Memories of the Raj are never far away in an affectionately old-fashioned tale of community life set in the fictional Indian hill town of Hamara Nagar in 1960.
It’s the town’s classification as a “second-rate hill station…of negligible importance” that sets events in motion in Woodman’s debut, as citizens either welcome or despair of government plans to construct a dam that will flood the area and their homes. When Indian-born Janet (Jana) Laird, the widow of an American missionary, inherits and then moves into an historical building in Hamara Nagar, she encounters both Hindu and Muslim neighbors including a kindly merchant, a newspaper editor, a philosophical tailor and various wives.

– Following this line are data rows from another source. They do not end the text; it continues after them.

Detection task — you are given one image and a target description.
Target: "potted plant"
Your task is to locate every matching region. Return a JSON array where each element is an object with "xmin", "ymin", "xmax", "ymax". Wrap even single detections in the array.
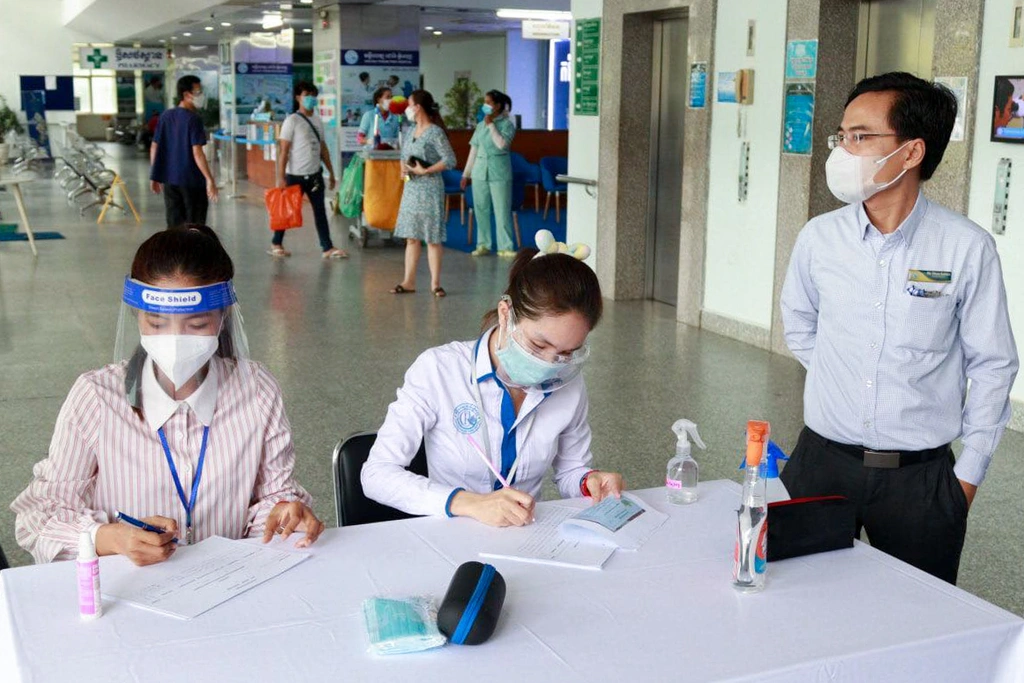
[
  {"xmin": 444, "ymin": 78, "xmax": 483, "ymax": 130},
  {"xmin": 0, "ymin": 95, "xmax": 25, "ymax": 166}
]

The only fly in the social ointment is the villainous police commissioner Bandhu Sharma, a bully and extortionist who, alone in the community, is in favor of the dam. Recruited into the anti-dam campaign, which centers on turning the town into a tourist destination, Janet agrees to open the eponymous fortune-telling salon where, decked out in jewels and costume, with her parrot Mr. Ganguly selecting the cards, she is surprisingly successful. Here, however, the story loses focus, forgets the dam and piles up a sequence of minor crises as individual destinies are tidily resolved in readiness for episode two of the planned series.
Good-humored, soft-centered, nostalgic armchair tourism.